During this time I have felt myself grappling with the concept of care. As someone who has always felt to be a positive, outgoing and quietly confident within themself, the emotions I have contended with have represented un-chartered waters to me. Anxiety, lonliness, hopelessness, stress and uncertainty. I found myself pondering how if my cup half full had turned half empty how others with pre-existing mental health strains were faring, those vulnerable, ill, worse off than me.

I put everything I had into caring for those in my life, checking in on my friends, calling the family who were far away and isolated, working as a residential child carer, studying inequality for my masters, becoming vegan, the list goes on. Caring about people became my whole life however I realised that taking on the responsibility of caring was making me weak. The worry of shouldering the children’s problems at work, the stress of impending university deadlines, the ache of missing distanced loved ones, I was emotionally and physically exhausted. Ticking everyone’s boxes except my own. My tiredness and anxiety was overwhelming, my ongoing health diagnosis deteriorated, I crashed the work car, and I found myself emotionally unstable.

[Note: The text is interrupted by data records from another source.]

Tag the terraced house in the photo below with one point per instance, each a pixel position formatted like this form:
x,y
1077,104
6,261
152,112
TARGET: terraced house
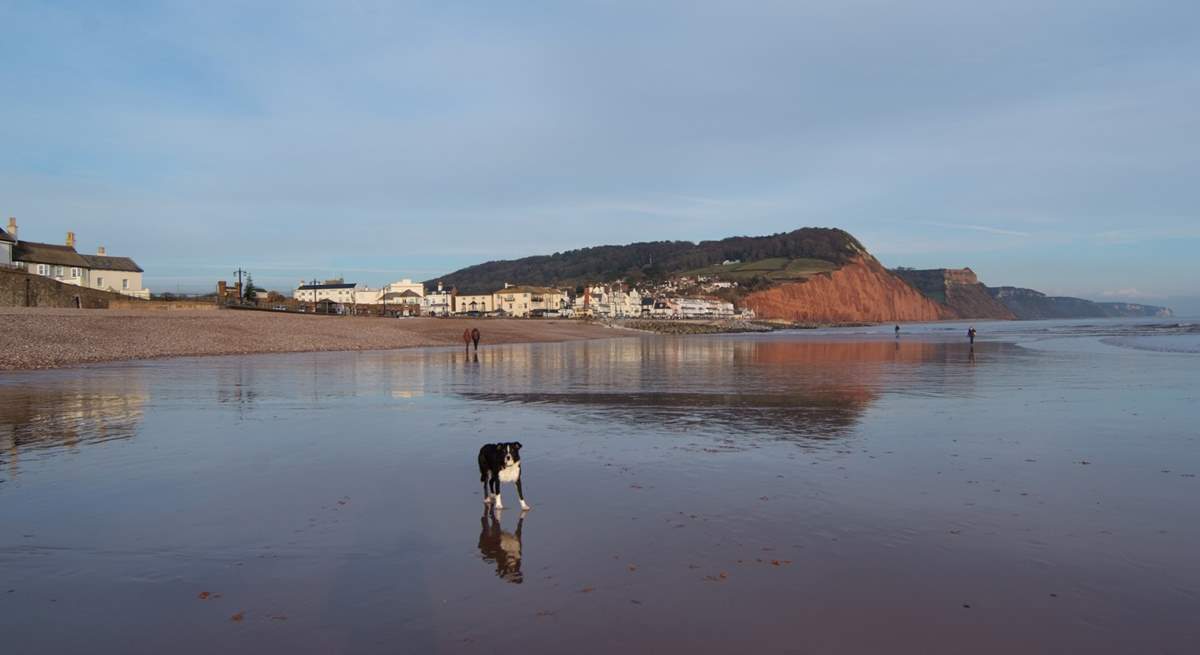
x,y
529,301
64,264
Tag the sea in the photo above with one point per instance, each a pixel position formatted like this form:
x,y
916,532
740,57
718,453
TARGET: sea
x,y
813,491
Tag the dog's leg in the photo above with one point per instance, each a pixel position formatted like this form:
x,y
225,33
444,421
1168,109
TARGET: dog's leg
x,y
525,505
495,480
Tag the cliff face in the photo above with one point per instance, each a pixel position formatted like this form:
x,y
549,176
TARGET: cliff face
x,y
861,290
959,289
1027,304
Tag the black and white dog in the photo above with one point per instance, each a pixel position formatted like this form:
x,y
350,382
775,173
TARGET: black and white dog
x,y
499,463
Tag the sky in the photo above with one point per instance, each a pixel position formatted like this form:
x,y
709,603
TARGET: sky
x,y
1053,145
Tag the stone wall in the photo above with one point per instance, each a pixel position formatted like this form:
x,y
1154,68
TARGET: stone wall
x,y
22,289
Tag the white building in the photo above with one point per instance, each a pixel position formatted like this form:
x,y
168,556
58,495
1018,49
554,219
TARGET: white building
x,y
335,290
63,263
366,295
6,242
438,302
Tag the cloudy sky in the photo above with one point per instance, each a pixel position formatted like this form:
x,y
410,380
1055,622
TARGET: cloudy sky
x,y
1053,145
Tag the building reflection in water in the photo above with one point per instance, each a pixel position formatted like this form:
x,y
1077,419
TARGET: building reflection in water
x,y
88,409
771,389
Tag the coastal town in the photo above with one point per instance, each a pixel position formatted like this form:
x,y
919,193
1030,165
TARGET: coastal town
x,y
407,298
681,298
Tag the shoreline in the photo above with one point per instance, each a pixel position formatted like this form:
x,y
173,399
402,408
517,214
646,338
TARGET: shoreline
x,y
41,338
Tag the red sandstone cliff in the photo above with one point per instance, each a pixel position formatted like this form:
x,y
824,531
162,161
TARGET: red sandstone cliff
x,y
862,290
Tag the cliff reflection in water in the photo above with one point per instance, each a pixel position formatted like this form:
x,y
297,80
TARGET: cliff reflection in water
x,y
90,409
777,389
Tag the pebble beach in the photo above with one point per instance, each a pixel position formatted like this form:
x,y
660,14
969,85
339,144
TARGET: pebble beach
x,y
49,338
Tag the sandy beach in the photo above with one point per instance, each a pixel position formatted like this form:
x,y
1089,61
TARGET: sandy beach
x,y
49,338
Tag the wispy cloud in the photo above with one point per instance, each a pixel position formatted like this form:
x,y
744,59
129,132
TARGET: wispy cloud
x,y
1134,235
988,229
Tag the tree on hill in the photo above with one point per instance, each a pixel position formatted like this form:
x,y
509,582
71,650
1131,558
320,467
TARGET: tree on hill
x,y
653,259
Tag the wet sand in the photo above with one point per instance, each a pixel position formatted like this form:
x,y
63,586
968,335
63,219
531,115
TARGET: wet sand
x,y
48,338
777,493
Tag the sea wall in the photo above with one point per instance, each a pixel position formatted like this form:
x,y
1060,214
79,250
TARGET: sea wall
x,y
862,290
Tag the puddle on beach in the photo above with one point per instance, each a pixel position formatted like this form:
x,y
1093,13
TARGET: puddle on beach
x,y
786,493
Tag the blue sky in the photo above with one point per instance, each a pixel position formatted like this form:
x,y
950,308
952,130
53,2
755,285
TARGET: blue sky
x,y
1044,144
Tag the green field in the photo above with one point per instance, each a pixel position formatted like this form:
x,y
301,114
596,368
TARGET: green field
x,y
777,268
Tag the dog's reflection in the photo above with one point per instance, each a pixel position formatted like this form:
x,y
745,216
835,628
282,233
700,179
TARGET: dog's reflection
x,y
501,547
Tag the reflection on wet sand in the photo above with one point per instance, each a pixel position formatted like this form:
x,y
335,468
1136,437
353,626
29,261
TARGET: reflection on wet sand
x,y
501,547
784,390
88,410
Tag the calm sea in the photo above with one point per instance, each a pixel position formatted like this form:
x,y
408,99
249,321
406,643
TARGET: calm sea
x,y
827,491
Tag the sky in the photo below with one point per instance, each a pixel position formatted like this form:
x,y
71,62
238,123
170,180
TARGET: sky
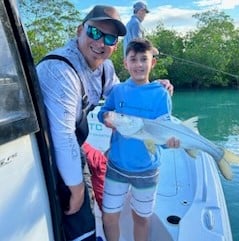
x,y
174,14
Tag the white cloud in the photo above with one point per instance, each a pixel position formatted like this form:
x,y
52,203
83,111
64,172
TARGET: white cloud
x,y
220,4
180,20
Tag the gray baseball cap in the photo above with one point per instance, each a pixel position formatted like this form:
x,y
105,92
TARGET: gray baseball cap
x,y
101,12
140,5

The cumulative of which really drove home (pardon the pun) that I needed to care for myself first and foremost, that whilst I couldn’t stop the inate inclination to care, I had to look after myself in order to be any kind of support to those I cared about.

Fundamentally I feel that care comes full circle. Everyone has the capacity to do it, and everyone needs it. The mental health repurcussions of recent international events do not discriminate and everybody will be effected in ways they may not even understand yet, manifesting in a multiplicity of narratives, unique to each person. If you are reading this blog, take this as a little reminder to care, care for yourself, care for your family and your friends. Care for a stranger if the opportunity presents itself. A text, a smile, a gesture of kindness goes a long way, because the world can never have too much care.